Çin’in Türk Cumhuriyetlerinde Nüfuzu Artıkça Uygurlara Yönelik Baskısını Daha Arttıracaktır
Yurt dışında yaşayan Uygurların büyük çoğunluğu Kazakistan ,Kırgizistan ve Özbekistan gibi Orta Asya ülkelerine dağılmış durumdadır. Çin’in Orta Asya ülkeleriyle ekonomik iş birliği uluslararası alanda dikkatleri üzerine çekse de Orta Asya’daki Uygurlar üzerindeki etkisi büyük ölçüde göz ardı ediliyor. Çin’in finansmanı ve teknolojisi Orta Asya için ne kadar önemliyse, Çin için de en önemli şey, Uygur bölgesinin eşsiz coğrafi avantajı ve beş Orta Asya ülkesinin dağları ve nehirleri ile stratejik konumudur. Çin’in Orta Asya ülkeleri üzerindeki ekonomik etkisi, nihayetinde Çin’in dünyadaki rolünün anlaşılmasını genişletmeyi ve politik fikirler yaratmayı amaçlıyor. Orta Asya ülkeleri, Çin hükümetinin hediyelerine karşılık vermese de, kısmen Çin’in siyasi hedefine katkı vererek bunun karşılığını vereceklerdir.

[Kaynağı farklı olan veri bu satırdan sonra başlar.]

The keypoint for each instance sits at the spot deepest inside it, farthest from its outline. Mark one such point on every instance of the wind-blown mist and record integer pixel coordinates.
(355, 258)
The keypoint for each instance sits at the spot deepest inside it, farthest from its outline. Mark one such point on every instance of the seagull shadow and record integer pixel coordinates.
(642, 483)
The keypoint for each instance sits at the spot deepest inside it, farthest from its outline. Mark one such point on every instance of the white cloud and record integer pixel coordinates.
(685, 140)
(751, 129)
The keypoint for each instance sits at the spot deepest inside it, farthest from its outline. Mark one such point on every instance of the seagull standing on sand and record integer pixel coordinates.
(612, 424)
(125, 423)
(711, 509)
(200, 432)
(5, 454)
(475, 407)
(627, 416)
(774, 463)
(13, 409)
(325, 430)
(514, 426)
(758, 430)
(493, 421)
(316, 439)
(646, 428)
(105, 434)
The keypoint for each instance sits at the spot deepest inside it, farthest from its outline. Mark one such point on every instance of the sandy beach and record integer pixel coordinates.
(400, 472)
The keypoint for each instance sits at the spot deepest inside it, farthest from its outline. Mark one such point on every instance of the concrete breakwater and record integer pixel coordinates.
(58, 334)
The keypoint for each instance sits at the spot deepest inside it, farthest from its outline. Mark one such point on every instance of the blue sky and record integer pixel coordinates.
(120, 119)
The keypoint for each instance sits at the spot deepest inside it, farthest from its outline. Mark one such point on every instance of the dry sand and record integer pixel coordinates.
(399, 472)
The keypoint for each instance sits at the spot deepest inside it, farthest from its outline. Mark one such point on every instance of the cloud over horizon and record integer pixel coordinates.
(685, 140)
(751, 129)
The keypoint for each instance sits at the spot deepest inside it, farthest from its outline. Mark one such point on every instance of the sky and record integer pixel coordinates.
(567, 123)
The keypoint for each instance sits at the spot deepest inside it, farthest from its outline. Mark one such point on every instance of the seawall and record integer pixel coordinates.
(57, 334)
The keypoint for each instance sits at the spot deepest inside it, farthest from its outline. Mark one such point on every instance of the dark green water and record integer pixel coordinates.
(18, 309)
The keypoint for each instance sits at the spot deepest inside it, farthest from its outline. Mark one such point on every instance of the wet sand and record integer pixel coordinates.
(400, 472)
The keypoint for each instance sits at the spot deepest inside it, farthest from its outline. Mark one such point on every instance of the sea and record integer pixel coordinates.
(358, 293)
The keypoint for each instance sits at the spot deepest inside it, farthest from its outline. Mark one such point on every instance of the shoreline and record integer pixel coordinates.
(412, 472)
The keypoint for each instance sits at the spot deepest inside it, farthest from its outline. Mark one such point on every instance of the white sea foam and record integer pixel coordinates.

Türkistan Cumhuriyetleri Çin’in ” Tek Çin ilkesini ve Uygurları hedef alan üç güce karşı direnme ” politikalarını kararlılıkla onaylamalarının yanı sıra kendi vatandaşları olan Uygurlarının da Çin’e olan muhalefetlerini dile getirmemelerini sağlıyorlar. Dolayısıyla Çin’in etkisi arttıkça burada yaşayan Uygurlar üzerindeki baskı daha da artacaktır.”
Günümüzde Çin yönetimi, işgalindeki Doğu Türkistan’da Uygur halkının hakkı olan tüm yer altı ve üstü tüm zenginlikleri ile tüm enerji kaynaklarını tam bir adaletsiz sömürge zihniyeti ile Çin’e taşıyor etnik Çin ulusunun günlük hayatı ve ihtiyaçları ile ekonomik kalkınması için kullanmakla kalmıyor, Orta Asya Türk Ülkelerinin kaynaklarına da göz dikmiş bulunmaktadır.
Uygurlar elbette endişeli ama Uygurlar bu konuda düşüncelerini ifade etmekten çok uzaktalar. Kazakistan vatandaşı bir Uygur’un bu konuda karşıt görüş ifade ve açıklaması iki ülke arasındaki dostluğu baltalamak olarak değerlendirilmektedir.